Data preparation, model training, and building post-training structures#

We have transitioned the SCimilarity codebase to the use of TileDB instead of the previously used Zarr to streamline dataloading, training, and building of post-training data structures.

This tutorial is a high level workflow for training SCimilarity, including data structure requirement, dataloaders, and scripts to build post-training data structures.

The workflow is divided into the following sections:

Process the data into CellArr TileDB format.
Train using the TileDB dataloader.
Build all post-training data structures, such as kNN indices and TileDB arrays.

1. Construct a TileDB store in CellArr format#

To facilate random access for a cell corpus that is too large to fit into memory, we currently recommend a TileDB structure as used in CellArr. The construction requires a collection of AnnData H5AD files which will be organized into TileDB arrays and dataframes by CellArr.

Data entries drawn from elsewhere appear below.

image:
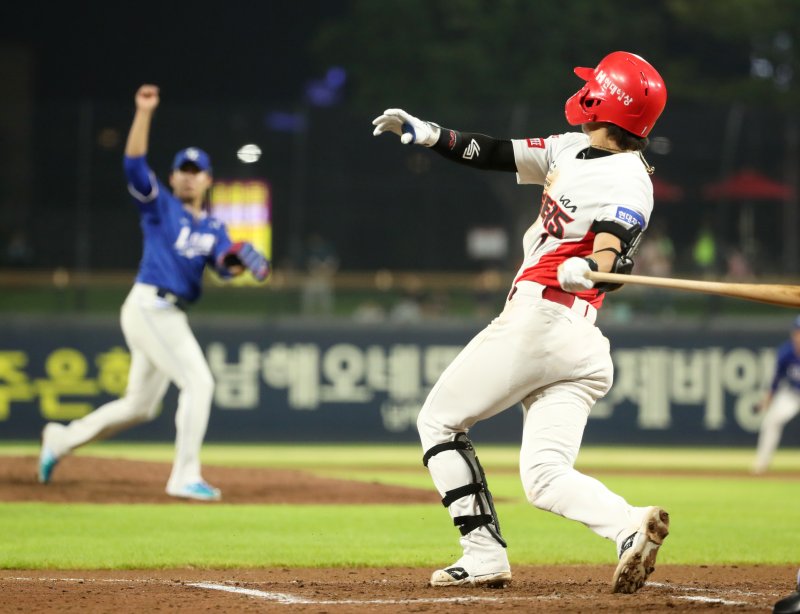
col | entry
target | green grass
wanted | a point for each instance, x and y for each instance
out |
(719, 516)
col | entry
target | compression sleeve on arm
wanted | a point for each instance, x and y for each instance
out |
(476, 150)
(139, 175)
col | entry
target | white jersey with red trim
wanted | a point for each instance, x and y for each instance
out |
(577, 193)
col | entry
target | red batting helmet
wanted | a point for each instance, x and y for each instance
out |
(624, 90)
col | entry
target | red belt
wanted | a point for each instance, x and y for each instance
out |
(552, 294)
(559, 296)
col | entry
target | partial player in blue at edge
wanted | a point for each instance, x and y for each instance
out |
(180, 240)
(782, 402)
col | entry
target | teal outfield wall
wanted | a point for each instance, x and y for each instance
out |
(300, 381)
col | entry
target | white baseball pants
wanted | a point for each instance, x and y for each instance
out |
(557, 364)
(163, 350)
(784, 406)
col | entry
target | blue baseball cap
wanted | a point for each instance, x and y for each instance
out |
(192, 155)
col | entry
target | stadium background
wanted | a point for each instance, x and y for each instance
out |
(416, 252)
(387, 260)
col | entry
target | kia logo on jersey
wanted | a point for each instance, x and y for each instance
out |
(629, 217)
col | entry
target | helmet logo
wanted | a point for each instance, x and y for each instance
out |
(612, 88)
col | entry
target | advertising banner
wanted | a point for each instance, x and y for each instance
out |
(342, 382)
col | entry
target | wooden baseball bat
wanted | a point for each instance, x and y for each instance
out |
(773, 294)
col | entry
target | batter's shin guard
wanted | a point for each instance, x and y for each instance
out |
(486, 516)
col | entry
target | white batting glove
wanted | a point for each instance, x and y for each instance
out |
(571, 275)
(407, 127)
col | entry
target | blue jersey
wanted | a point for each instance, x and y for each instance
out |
(788, 367)
(177, 245)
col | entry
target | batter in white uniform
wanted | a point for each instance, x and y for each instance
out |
(544, 349)
(180, 240)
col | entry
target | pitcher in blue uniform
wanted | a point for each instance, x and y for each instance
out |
(782, 402)
(180, 240)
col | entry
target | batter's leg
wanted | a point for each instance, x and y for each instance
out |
(477, 385)
(554, 423)
(784, 406)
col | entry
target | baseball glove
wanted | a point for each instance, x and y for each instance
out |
(245, 255)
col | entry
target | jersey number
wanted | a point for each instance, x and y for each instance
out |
(553, 217)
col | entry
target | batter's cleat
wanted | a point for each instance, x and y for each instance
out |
(791, 603)
(459, 576)
(637, 556)
(200, 491)
(484, 563)
(47, 458)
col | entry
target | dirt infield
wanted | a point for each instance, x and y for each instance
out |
(534, 589)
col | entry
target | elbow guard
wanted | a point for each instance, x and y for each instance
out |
(623, 260)
(622, 264)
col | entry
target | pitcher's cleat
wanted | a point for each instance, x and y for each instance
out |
(47, 458)
(199, 491)
(47, 462)
(637, 556)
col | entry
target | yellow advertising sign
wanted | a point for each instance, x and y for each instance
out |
(246, 209)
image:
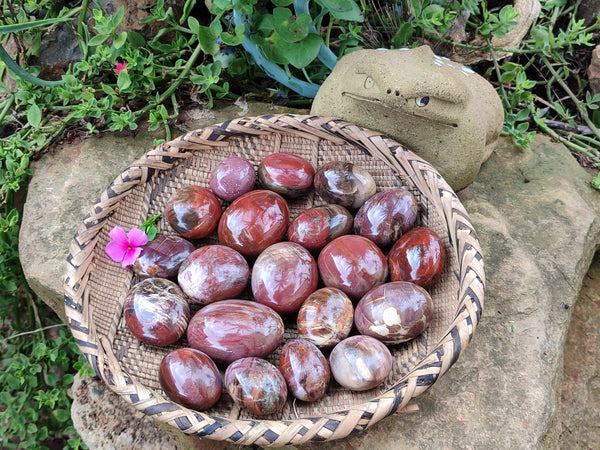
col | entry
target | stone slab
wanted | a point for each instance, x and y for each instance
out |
(538, 221)
(67, 181)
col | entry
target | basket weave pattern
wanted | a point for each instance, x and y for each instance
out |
(95, 286)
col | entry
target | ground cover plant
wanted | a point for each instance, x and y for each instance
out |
(277, 51)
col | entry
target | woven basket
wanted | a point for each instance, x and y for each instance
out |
(95, 286)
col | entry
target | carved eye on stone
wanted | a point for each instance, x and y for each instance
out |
(422, 101)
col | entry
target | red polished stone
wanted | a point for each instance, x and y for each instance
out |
(353, 264)
(315, 227)
(162, 257)
(287, 174)
(386, 216)
(254, 221)
(394, 312)
(212, 273)
(232, 177)
(283, 276)
(193, 212)
(232, 329)
(256, 385)
(344, 183)
(360, 363)
(325, 317)
(156, 311)
(305, 370)
(418, 256)
(190, 378)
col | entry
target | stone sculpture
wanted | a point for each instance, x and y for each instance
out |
(443, 111)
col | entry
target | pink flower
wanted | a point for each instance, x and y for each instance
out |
(120, 66)
(125, 248)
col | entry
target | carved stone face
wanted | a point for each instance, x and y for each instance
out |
(442, 111)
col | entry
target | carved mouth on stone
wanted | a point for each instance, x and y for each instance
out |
(449, 123)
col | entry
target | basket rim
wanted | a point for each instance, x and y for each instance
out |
(98, 351)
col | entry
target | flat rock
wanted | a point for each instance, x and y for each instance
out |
(538, 222)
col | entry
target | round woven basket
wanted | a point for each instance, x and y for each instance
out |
(95, 286)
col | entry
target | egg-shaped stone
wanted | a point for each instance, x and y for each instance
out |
(232, 177)
(283, 276)
(287, 174)
(212, 273)
(254, 221)
(344, 183)
(156, 311)
(418, 256)
(256, 385)
(232, 329)
(313, 228)
(190, 378)
(387, 215)
(193, 212)
(394, 312)
(305, 370)
(325, 318)
(360, 363)
(162, 256)
(353, 264)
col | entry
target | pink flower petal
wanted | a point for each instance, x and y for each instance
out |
(118, 234)
(116, 250)
(137, 237)
(131, 256)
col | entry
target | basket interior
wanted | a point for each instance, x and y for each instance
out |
(109, 284)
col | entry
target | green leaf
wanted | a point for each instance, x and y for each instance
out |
(194, 25)
(22, 73)
(135, 39)
(208, 40)
(62, 415)
(120, 40)
(237, 38)
(13, 28)
(98, 39)
(290, 29)
(34, 115)
(301, 54)
(343, 9)
(187, 10)
(123, 80)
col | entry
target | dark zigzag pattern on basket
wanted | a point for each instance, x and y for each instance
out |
(330, 426)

For more details on how to construct CellArr TileDB structures from AnnData H5AD files, please see the CellArr documentation and the tutorial to create CellArr objects from CELLxGENE datasets.

Before you start creating a CellArr object, read the below sections on requirements and processing the AnnData.

1.1 Processing the AnnData#

We recommend you process the AnnData before constructing the CellArr. There are required obs columns that are described in the next section.

Some important requirements:

var.index must be in gene symbols and not Ensemble IDs, you will need to map Ensemble ID to gene symbol.
If you map Ensemble ID to gene symbol, you will need to consolidate counts in cases where multiple Ensemble IDs map to one gene symbol. We provide a utility function for this as utils.consolidate_duplicate_symbols.
Please ensure that var.index contains only gene symbols as sometimes it can contain a mix of symbols and Ensemble IDs.

An example of this process, assuming you have mapping tables, is shown below. Please note that this may need to be modified depending on the structure of your mapping table.

[1]:

def get_id2name(mapping_table_file: str):
    import pandas as pd

    id2name = pd.read_csv(mapping_table_file, delimiter="\t", index_col=0, dtype="unicode")["Gene name"]
    id2name = id2name.reset_index().drop_duplicates().set_index("Gene stable ID")["Gene name"]
    id2name = pd.concat([id2name, pd.Series(id2name.values, index=id2name.values).drop_duplicates()])
    return id2name

def convert_ids_to_names(adata):
    id2name = get_id2name()
    if not any(adata.var.index.isin(id2name.keys())) and "symbol" in adata.var.columns:
        adata.var = adata.var.set_index("symbol", drop=False)
    adata.var.index = adata.var.index.str.replace("'", "")
    adata.var.index = adata.var.index.str.replace('"', "")
    adata = adata[:, (adata.var.index.isin(id2name.keys())) & ~(adata.var.index.isnull())].copy()
    adata.var.index = id2name[adata.var.index]
    return adata

def clean_var(adata):
    from scimilarity.utils import consolidate_duplicate_symbols

    adata = convert_ids_to_names(adata)
    adata = consolidate_duplicate_symbols(adata)
    adata.var.index.name = "symbol"
    return adata

1.2 Required columns#

We require specific columns to be present in the metadata by default, many of which are used for filtering cells. If you would like to change the default filter and/or what columns are required, you can do so with the filter_condition parameter in the dataloader class tiledb_data_models.CellMultisetDataModule.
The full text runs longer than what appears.